We set off. It was a four-oared curagh, and I was given the last seat so as to leave the stern for the man who was steering with an oar, worked at right angles to the others by an extra thole-pin in the stern gunnel.
When we had gone about a hundred yards they ran up a bit of a sail in the bow and the pace became extraordinarily rapid.
The shower had passed over and the wind had fallen, but large, magnificently brilliant waves were rolling down on us at right angles to our course.
Every instant the steersman whirled us round with a sudden stroke of his oar, the prow reared up and then fell into the next furrow with a crash, throwing up masses of spray. As it did so, the stern in its turn was thrown up, and both the steersman, who let go his oar and clung with both hands to the gunnel, and myelf, were lifted high up above the sea.
The wave passed, we regained our course and rowed violently for a few yards, when the same manoeuvre had to be repeated. As we worked out into the sound we began to meet another class of waves, that could be seen for some distance towering above the rest. When one of these came in sight, the first effort was to get beyond its reach. The steersman began crying out in Gaelic "Siubhal, siubhal" ("Run, run"), and sometimes, when the mass was gliding towards us with horrible speed, his voice rose to a shriek. Then the rowers themselves took up the cry, and the curagh seemed to leap and quiver with the frantic terror of a beast till the wave passed behind or fell with a crash besides the stern.

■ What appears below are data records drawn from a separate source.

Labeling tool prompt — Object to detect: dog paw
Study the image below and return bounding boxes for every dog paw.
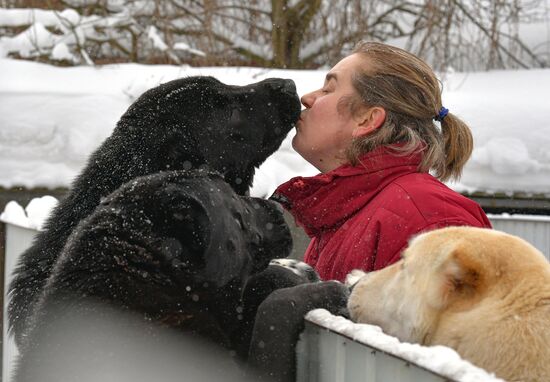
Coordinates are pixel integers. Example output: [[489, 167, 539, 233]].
[[269, 259, 321, 282], [344, 269, 366, 288]]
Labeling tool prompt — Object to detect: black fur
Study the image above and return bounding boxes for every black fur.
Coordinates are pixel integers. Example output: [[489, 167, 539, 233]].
[[16, 170, 299, 382], [8, 77, 300, 344]]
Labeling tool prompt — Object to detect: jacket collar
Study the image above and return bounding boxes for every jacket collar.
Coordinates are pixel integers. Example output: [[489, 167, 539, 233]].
[[271, 147, 421, 237]]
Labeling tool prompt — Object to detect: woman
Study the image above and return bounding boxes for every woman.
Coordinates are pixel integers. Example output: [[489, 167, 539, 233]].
[[272, 42, 491, 281]]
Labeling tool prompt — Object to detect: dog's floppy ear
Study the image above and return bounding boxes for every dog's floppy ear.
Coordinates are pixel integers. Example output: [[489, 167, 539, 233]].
[[438, 245, 483, 307]]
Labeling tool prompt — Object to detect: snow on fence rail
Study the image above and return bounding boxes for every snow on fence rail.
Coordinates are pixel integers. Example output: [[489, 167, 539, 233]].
[[0, 199, 550, 382]]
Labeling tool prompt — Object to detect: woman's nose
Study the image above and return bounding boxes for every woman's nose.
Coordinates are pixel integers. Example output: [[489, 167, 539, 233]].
[[300, 92, 315, 109]]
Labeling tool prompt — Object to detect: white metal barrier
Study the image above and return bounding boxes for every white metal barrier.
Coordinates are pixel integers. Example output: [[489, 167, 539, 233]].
[[296, 320, 452, 382], [488, 214, 550, 261], [2, 215, 550, 382]]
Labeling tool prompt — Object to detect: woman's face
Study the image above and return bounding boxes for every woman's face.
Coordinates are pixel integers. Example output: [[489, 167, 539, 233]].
[[292, 54, 365, 172]]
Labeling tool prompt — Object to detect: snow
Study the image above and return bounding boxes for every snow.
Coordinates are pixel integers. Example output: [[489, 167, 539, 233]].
[[306, 309, 503, 382], [0, 195, 58, 231], [0, 59, 550, 197]]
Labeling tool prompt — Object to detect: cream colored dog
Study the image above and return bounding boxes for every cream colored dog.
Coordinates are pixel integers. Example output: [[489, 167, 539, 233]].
[[348, 227, 550, 382]]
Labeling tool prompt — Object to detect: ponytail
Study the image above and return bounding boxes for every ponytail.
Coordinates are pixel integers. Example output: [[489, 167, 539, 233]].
[[432, 113, 474, 181], [346, 42, 473, 181]]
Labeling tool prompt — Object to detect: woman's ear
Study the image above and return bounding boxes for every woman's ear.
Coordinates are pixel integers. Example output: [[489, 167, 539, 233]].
[[351, 106, 386, 138]]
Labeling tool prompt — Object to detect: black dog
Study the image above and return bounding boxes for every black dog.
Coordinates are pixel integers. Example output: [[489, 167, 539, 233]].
[[16, 170, 298, 382], [8, 77, 300, 344]]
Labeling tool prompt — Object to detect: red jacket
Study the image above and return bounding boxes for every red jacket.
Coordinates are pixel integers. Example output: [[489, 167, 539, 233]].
[[272, 148, 491, 281]]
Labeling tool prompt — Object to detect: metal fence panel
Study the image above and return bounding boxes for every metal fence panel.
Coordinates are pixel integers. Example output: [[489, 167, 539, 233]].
[[488, 215, 550, 261], [296, 321, 449, 382]]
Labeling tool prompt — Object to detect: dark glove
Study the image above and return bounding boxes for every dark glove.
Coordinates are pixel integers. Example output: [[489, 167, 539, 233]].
[[248, 281, 349, 381], [232, 259, 319, 361]]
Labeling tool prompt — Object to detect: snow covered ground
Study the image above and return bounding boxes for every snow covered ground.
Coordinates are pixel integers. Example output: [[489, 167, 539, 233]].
[[0, 55, 550, 381], [0, 59, 550, 200]]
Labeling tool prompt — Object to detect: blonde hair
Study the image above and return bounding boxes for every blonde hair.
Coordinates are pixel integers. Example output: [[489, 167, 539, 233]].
[[346, 42, 473, 180]]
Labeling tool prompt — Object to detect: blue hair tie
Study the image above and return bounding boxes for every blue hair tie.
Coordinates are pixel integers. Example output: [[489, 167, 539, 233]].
[[434, 106, 449, 122]]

It was in this racing with the waves that our chief danger lay. If the wave could be avoided, it was better to do so, but if it overtook us while we were trying to escape and caught us on the broadside, our destruction was certain. I could see the steersman quivering with the excitement of his task, for any error in his judgement would have swamped us.
We had one narrow escape. A wave appeared high above the rest and there was the usual moment of intense exertion. It was of no use, and in an instant the wave seemed to be hurling itself upon us. With a yell of rage the steersman struggled with his oar to bring our prow to meet it. He had almost succeeded, when there was a crash and rush of water round us. I felt as if I had been struck upon the back with knotted ropes. White foam gurgled round my knees and eyes. The curagh reared up, swaying and trembling for a moment, and then fell safely into the furrow.
This was our worst moment, though more than once, when several waves came so closely together that we had no time to regain control ofthe canoe between them, we had some dangerous work. Our lives depended upon the skill and courage of the men, as the life of the rider or swimmer is often in his own hands, and the excitement of the struggle was too great to allow time for fear.
I enjoyed the passage. Down in this shallow trough of canvas that bent and trembled with the motion of the men, I had a far more intimate feeling of the glory and the power of the waves than I have ever known in a steamer.